- Supreme Court of the United States

Argued March 30, 2022 Decided June 15, 2022
- Full case name: Viking River Cruises, Inc. v. Angie Moriana
- Docket no.: 20-1573
- Citations: 596 U.S. 639 (more)
- Argument: Oral argument

Holding
- The FAA does not allow the division of PAGA actions into individual and non-individual claims through an agreement to arbitrate.

Court membership
- Chief Justice John Roberts Associate Justices Clarence Thomas · Stephen Breyer Samuel Alito · Sonia Sotomayor Elena Kagan · Neil Gorsuch Brett Kavanaugh · Amy Coney Barrett

Case opinions
- Majority: Alito, joined by Breyer, Sotomayor, Kagan, Gorsuch; Roberts (Parts I and III); Kavanaugh, Barrett (Part III)
- Concurrence: Sotomayor
- Concurrence: Barrett (in part and in the judgment), joined by Kavanaugh; Roberts (all but footnote)
- Dissent: Thomas

Laws applied
- Federal Arbitration Act

= Viking River Cruises, Inc. v. Moriana =

Viking River Cruises, Inc. v. Moriana, 596 U.S. 639 (2022), was a United States Supreme Court case related to the scope of the Federal Arbitration Act.

== Background ==

In its 2011 AT&T Mobility LLC v.

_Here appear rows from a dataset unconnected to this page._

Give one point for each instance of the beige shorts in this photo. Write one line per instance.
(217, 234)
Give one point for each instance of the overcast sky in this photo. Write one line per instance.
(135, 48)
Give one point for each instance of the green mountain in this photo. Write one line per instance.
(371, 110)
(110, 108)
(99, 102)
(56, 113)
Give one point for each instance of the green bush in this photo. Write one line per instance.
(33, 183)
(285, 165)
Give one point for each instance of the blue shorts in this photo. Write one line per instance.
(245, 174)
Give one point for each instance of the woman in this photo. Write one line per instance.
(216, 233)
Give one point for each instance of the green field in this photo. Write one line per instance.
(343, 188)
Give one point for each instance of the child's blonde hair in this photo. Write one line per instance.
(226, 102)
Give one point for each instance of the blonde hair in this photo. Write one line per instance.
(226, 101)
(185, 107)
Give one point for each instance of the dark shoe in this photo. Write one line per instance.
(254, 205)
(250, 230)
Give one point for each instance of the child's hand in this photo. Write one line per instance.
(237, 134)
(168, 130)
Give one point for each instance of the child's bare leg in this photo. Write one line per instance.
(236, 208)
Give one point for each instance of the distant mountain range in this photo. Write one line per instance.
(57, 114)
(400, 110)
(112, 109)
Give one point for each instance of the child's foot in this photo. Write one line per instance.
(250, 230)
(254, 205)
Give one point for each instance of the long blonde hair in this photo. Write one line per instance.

Concepcion decision, the Supreme Court of the United States held the Federal Arbitration Act preempted state laws prohibiting waivers of class actions in employment agreements. California's Private Attorneys General Act allows employees to assert the interests of a group of similarly situated individuals in court. In its 2014 Iskanian v. CLS Transp. Los Angeles, LLC decision, the Supreme Court of California held the rationale of Concepcion did not extend to FAA preemption of PAGA claims. The United States Court of Appeals for the Ninth Circuit agreed in a 2–1 decision in Sakkab v. Luxottica N. Am., Inc. in 2015, and the Supreme Court denied certiorari in both cases. After Epic Systems Corp. v. Lewis, which reiterated the FAA's preemption of most state laws opposing arbitration, corporations again questioned the viability of PAGA claims.

Angie Moriana worked as a sales representative for Viking River Cruises from 2016 to 2017. Her employment contract included an arbitration clause, but after she left Viking, she sued the company under PAGA, alleging violations of the California Labor Code. Viking moved to compel arbitration, and both the trial court and the California Court of Appeal denied the motion. The California Supreme Court denied a petition for review, and Viking filed a petition for a writ of certiorari.

== Supreme Court ==

Certiorari was granted in the case on December 15, 2021. Oral arguments were held on March 30, 2022. On June 15, 2022, the Supreme Court reversed the California Court of Appeal, holding Moriana's PAGA claim was partially preempted by the Federal Arbitration Act.